Leo: “Brutta sconfitta, ecco i motivi. Adesso stringiamoci e ripartiamo”

L’incubo è vero, l’Inter crolla in tre giorni e si fa sfuggire una stagione di mano con un clamoroso 2-5 contro lo Schalke, in casa.

A Sky Sport, il tecnico Leonardo, grande imputato nel processo ai campioni di tutto, non si tira indietro dal consueto commento post-gara: “Abbiamo speso tanto per arrivare così al momento decisivo, con la possibilità di andare primi in classifica e un quarto di finale da giocare, che ancora non è finito anche se è difficile da immaginare un capovolgimento, nel calcio però non si sa mai. Diventa fuori luogo analizzare la sconfitta di oggi, abbiamo iniziato fortissimo, poi tanti altri fattori insieme ci hanno abbattuti.

Lo Schalke ha fatto cinque gol su sei o sette occasioni, siamo stati penalizzati al massimo ma la sconfitta è indubbiamente meritata. Non so se questa sconfitta sia tutta mia, io ho l’etichetta del calcio offensivo e non me la togliete neanche se metto quattro centrocampisti fermi, ma ovviamente dentro di me voglio che la squadra produca tanto. Da gennaio giochiamo così perché dovevamo vincere le partite e non pareggiarle, ora abbiamo dentro questo gioco, oggi abbiamo fatto il primo gol e cercavamo inevitabilmente il secondo, è ormai nella nostra indole.

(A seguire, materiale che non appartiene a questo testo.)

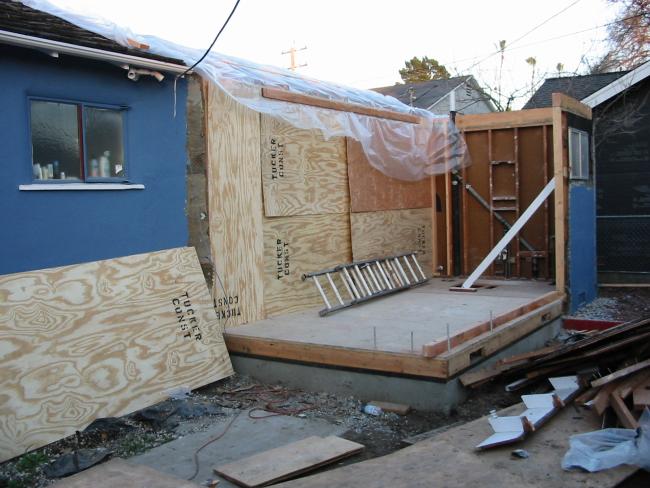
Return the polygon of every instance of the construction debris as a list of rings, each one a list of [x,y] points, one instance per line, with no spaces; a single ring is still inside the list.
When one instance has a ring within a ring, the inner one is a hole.
[[[571,436],[562,467],[594,472],[628,464],[650,470],[650,411],[644,411],[640,424],[638,430],[603,429]]]
[[[589,388],[576,404],[603,415],[611,408],[618,423],[638,427],[639,412],[650,400],[650,319],[640,319],[593,332],[566,345],[498,361],[493,367],[461,376],[465,386],[484,384],[496,377],[516,377],[506,389],[512,391],[537,382],[549,374],[576,374]],[[636,397],[635,397],[636,395]]]
[[[526,410],[520,415],[499,417],[492,414],[488,417],[494,434],[476,448],[489,449],[522,440],[526,434],[541,427],[580,391],[578,378],[575,376],[549,378],[549,381],[555,388],[551,393],[522,395]]]
[[[378,402],[376,400],[373,400],[368,405],[374,405],[384,412],[392,412],[396,413],[397,415],[406,415],[411,411],[410,405],[403,405],[401,403]]]

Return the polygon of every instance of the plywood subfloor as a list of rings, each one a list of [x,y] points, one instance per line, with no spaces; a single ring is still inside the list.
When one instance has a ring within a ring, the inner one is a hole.
[[[326,317],[317,309],[282,315],[234,329],[228,334],[351,349],[420,354],[424,344],[463,331],[540,297],[546,282],[482,281],[495,288],[476,293],[449,291],[454,281],[426,285],[351,307]],[[308,284],[305,284],[307,286]],[[322,308],[322,307],[321,307]],[[413,333],[413,348],[411,348]]]
[[[232,374],[193,248],[0,276],[0,461]]]
[[[65,478],[52,488],[198,488],[200,485],[178,479],[147,466],[112,459],[81,473]]]
[[[514,405],[499,415],[514,415],[522,409],[522,404]],[[570,406],[524,442],[476,452],[474,447],[492,433],[487,419],[481,418],[387,456],[276,486],[613,488],[637,468],[621,466],[598,473],[584,473],[568,472],[560,467],[569,446],[569,436],[597,429],[600,429],[600,421],[596,415],[589,411],[577,412]],[[510,452],[516,448],[525,449],[530,457],[514,459]]]
[[[350,210],[345,139],[262,115],[264,214],[340,214]]]

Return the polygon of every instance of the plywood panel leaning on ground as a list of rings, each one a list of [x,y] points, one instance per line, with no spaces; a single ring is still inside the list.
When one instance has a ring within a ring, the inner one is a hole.
[[[230,327],[264,318],[260,116],[204,87],[212,293]]]
[[[431,181],[401,181],[373,168],[361,144],[347,138],[352,212],[431,207]]]
[[[359,212],[350,216],[355,261],[418,251],[418,261],[431,276],[431,209]]]
[[[0,461],[232,374],[193,248],[0,276]]]
[[[322,307],[304,273],[352,259],[349,214],[264,219],[264,305],[269,317]],[[342,287],[341,287],[342,288]]]
[[[350,209],[345,139],[262,115],[262,182],[267,217]]]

Adesso analizzare tutti i fattori, come il derby da preparare con i Nazionali rientrati tardi che il Milan non aveva, ma adesso pensiamo ad essere uniti, tutti insieme come lo siamo stati quando il momento era migliore. La squadra deve reagire, sicuramente vedremo tutto quello che è successo, ora però dobbiamo assolutamente ripartire stringendoci tra di noi. Ho cercato di schierare chi sta meglio, chi è abituato a giocare una simile competizione, a qualcuno potevano mancare energie ma andavano gestite, anche perché avete visto il primo tempo quando eravamo freschi e c’eravamo, eccome. Io ho chiesto a questi ragazzi dal primo giorno un impegno enorme, poi quando si aggiunge la Nazionale siamo arrivati senza avere più quelle forze che ci hanno portati fino a qua, queste due sconfitte in quattro giorni ovviamente complicano tutto.

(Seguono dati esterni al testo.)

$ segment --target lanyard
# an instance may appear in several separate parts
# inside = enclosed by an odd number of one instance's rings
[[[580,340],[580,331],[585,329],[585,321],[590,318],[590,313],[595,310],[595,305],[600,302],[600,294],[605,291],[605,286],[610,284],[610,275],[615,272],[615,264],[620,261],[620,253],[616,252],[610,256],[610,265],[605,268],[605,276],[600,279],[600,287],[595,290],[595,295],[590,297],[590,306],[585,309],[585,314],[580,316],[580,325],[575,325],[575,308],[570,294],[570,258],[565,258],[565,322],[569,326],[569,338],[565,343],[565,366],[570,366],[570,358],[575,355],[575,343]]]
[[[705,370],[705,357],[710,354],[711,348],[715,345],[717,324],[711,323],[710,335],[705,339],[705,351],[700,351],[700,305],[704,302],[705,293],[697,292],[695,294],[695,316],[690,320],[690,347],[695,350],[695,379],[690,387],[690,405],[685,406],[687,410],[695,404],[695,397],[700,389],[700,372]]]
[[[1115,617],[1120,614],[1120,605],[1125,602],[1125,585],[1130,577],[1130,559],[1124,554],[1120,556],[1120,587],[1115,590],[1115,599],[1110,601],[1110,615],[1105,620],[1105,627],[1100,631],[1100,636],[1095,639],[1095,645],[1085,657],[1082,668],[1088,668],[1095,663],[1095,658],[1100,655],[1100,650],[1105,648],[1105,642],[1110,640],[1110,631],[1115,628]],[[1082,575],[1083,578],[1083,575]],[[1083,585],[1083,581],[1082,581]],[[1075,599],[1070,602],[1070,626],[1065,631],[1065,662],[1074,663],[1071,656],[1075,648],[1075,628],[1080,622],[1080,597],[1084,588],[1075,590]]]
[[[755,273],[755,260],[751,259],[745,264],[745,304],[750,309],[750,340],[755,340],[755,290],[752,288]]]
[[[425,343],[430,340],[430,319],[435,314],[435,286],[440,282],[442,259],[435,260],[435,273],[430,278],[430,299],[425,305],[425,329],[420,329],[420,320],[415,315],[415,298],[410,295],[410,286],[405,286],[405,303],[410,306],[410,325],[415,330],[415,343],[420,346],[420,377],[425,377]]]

Sinceramente credo sia mancata l’energia di non riuscire a gestire bene davanti a non farci tenere l’equilibrio, perché quando perdi palla in avanti soffri le ripartenze. In certi momenti non siamo riusciti ad aggredire, e dunque siamo stati penalizzati totalmente da uno Schalke che ha segnato ad ogni sua occasione. Cambiasso? Sicuramente davanti alla difesa ha l’idea di rottura, ma Thiago Motta ha impostazione. Però Esteban ha qualità in inserimenti davvero straordinarie, basta vedere il gol di Milito con il suo assist, i suoi movimenti creano problemi alle difese avversarie, volevamo utilizzare quest’arma. La mia filosofia? Dipende molto dalle condizione, e dalle possibilità fisiche”.